How can we efficiently remove unpinned objects from a large datastore?

We are currently exploring the process of removing unpinned objects from our IPFS datastore.

While garbage collection (GC) is a potential solution, we face the challenge of dealing with a substantial amount of data, totaling over 70 TB. This makes the GC process time-consuming and not ideal for our needs.

An alternative approach we’ve considered is using the ‘block rm’ method to remove specific blocks. However, due to the sheer volume of our pinned files, it becomes impractical to efficiently check if a particular block is indirectly pinned.

Furthermore, both methods seem to interfere with the pinning process. If we can’t efficiently remove unpinned objects, the pinning process will be delayed until the removal process is finished.

Is there a way to effectively remove unpinned objects while still allowing the pinning of new files or minimizing the time required for removal?

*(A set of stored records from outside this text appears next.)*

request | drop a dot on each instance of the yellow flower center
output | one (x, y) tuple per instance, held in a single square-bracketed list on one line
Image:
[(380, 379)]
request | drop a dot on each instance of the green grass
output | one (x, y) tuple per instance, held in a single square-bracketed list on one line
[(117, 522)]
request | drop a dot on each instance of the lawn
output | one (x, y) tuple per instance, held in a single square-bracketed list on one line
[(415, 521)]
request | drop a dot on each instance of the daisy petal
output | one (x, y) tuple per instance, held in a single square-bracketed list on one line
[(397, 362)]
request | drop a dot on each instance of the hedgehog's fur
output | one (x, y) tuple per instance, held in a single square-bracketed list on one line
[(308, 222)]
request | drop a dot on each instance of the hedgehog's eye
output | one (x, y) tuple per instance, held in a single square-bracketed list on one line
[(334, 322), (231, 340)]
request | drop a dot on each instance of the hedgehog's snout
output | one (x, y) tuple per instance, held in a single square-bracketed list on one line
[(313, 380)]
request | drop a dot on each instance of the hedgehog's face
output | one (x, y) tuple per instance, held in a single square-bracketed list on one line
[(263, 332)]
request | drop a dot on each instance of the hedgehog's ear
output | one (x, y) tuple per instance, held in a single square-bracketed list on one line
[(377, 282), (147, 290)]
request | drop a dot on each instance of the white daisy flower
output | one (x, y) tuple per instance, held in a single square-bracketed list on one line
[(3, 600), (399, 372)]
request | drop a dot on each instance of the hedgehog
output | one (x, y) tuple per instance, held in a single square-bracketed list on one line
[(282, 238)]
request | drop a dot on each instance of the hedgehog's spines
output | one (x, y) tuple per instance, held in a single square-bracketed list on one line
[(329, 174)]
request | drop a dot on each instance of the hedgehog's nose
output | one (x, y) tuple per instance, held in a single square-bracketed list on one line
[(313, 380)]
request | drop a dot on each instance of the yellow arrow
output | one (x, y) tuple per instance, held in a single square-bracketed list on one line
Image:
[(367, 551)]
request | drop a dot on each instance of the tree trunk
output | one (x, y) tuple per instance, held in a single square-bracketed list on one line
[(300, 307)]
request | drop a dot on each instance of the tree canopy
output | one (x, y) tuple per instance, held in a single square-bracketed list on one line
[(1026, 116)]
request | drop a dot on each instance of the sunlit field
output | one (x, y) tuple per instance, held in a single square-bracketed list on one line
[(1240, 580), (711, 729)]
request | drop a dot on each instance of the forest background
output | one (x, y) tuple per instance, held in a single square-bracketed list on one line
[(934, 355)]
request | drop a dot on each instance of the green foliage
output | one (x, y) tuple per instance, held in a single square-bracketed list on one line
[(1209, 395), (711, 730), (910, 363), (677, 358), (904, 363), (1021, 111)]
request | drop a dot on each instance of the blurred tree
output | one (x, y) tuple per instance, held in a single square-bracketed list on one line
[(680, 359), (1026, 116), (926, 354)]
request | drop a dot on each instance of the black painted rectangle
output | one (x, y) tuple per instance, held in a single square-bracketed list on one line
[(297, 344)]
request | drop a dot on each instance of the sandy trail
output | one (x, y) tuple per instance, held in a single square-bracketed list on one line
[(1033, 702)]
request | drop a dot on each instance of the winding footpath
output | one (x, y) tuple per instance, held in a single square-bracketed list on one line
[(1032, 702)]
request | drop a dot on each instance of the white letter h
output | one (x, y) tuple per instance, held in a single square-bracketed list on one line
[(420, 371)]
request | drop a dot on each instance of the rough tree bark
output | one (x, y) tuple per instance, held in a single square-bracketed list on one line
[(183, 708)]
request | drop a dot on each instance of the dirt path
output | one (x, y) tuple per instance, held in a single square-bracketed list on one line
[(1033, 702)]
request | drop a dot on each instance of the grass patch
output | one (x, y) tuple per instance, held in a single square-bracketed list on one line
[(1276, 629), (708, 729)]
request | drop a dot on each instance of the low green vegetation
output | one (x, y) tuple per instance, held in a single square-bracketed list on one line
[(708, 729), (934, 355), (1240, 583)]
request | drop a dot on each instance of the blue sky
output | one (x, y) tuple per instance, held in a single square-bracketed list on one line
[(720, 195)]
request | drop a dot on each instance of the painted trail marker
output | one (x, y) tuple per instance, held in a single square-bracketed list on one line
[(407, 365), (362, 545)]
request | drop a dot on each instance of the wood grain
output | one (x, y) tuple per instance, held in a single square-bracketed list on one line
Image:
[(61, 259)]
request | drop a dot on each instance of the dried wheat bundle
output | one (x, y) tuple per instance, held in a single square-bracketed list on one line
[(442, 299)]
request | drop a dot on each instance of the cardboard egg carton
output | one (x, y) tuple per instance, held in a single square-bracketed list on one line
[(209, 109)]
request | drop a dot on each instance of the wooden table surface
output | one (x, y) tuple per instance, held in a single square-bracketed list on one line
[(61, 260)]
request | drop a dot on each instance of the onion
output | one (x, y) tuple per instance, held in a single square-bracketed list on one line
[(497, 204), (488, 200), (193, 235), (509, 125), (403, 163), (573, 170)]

We know this is an issue and would like to fix it however we hadn’t time to rewrite the GC from a full flush to a refcount instead.

Either:

  • You commit a go enginer for a month or give or take (really more like 1 weeks to 3 months, depends on unknown unknowns). With a bit of help from us they should be able to get a refcount GC. (that means there will be 1 expensive migration which will rescan the data, however from that point on the GC will be incremental instead)
  • You spin up a new cluster and gradully migrate the data over, once the data is migrated you nuke the old node. This can be less efficient than running GC however as you noted running the GC locks the pinning state and prevents to add more pins, doing this migration doesn’t block the new nodes in the cluster .

There are probably other quick wins but I don’t think anything is gonna help you for 70TB. Refcounting sounds like the best (but biggest change).

1 Like